La estructura arquitectónica del palacio Landeinwärts -de reminiscencias afrancesadas ya que poco tenía de la maciza solidez germánica-, distribuíase armoniosamente repartida en tres cuerpos, el central y las dos alas, que, perfectamente adaptados sobre el terreno en el cual asentábanse, comunicaban la sensación de ofrecer una curva en sus extremos en virtud de las escalinatas que a derecha e izquierda de la fachada, descendían con gracia hasta los primeros setos del parque, aunque no sería éste precisamente el camino por donde aquella criatura y su madre entrarían en los dominios de la princesa, sino dando un rodeo que llevaba a la parte posterior, la zona destinada al servicio y a las caballerizas.

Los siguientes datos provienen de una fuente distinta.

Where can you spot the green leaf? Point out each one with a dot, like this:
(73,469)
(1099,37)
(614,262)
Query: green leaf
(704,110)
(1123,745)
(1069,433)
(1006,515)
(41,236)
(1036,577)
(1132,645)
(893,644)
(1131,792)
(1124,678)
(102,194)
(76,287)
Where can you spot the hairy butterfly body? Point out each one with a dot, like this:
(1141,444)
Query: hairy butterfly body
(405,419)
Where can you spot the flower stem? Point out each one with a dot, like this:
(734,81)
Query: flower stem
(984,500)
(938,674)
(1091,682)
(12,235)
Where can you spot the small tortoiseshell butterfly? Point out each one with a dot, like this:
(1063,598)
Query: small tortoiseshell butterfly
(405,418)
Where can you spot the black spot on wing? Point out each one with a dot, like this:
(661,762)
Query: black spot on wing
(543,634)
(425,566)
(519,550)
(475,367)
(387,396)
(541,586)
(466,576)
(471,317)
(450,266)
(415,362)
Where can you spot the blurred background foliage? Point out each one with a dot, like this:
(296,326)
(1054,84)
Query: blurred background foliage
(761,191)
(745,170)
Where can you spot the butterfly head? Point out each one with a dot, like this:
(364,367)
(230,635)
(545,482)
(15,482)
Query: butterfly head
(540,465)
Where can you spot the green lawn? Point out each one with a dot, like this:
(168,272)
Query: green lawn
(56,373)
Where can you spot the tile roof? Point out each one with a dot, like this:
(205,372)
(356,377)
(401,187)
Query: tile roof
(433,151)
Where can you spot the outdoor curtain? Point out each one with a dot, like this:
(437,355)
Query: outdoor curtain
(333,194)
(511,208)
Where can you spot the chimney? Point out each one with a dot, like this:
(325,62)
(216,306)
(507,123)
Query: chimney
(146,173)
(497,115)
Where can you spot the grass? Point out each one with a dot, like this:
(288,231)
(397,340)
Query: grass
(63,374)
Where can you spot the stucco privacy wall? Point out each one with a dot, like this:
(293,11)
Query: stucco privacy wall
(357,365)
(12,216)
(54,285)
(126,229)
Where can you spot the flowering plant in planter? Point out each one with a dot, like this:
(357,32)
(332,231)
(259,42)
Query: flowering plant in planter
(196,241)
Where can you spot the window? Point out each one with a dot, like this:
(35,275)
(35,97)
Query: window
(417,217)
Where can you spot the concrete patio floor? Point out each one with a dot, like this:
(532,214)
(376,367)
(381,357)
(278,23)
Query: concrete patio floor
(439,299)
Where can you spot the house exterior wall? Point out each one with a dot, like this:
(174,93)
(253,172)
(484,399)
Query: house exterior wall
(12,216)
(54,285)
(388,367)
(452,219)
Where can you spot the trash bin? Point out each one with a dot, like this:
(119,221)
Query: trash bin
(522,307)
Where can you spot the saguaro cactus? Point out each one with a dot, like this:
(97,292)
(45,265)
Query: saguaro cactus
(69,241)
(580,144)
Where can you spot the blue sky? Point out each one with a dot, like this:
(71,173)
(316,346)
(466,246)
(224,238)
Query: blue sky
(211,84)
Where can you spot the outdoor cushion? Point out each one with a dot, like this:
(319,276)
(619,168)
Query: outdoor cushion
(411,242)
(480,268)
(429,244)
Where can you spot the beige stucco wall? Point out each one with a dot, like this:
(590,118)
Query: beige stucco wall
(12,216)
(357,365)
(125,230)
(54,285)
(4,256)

La niña contempló embobada tanta magnificencia, imaginando por un instante que se había muerto y estaba ante las puertas del cielo, en donde no puede existir nada más que la felicidad para quienes tengan la suerte de alcanzarlas.

Como eran esperadas en las cocinas -otro paraíso insólito y maravilloso en el cual la comida se amontonaba por preparar en cestos y bandejas, pendían del techo exquisiteces y el brillo del cobre reluciente presagiaba banquetes suntuosos e inimaginables-, les fue rápidamente franqueado el paso, y la madre dejó a la niña entre criadas y marmitones y a las órdenes de una cocinera de temible aspecto, o tal le pareció a la chiquilla, con la maternal advertencia de que se portase bien y fuera obediente, después se marchó sin un beso pero lanzándole una mirada amenazadora que venía a presagiar muchas cosas desagradables cuya lección la muchachita tenía bien aprendida a lo largo de su corta edad.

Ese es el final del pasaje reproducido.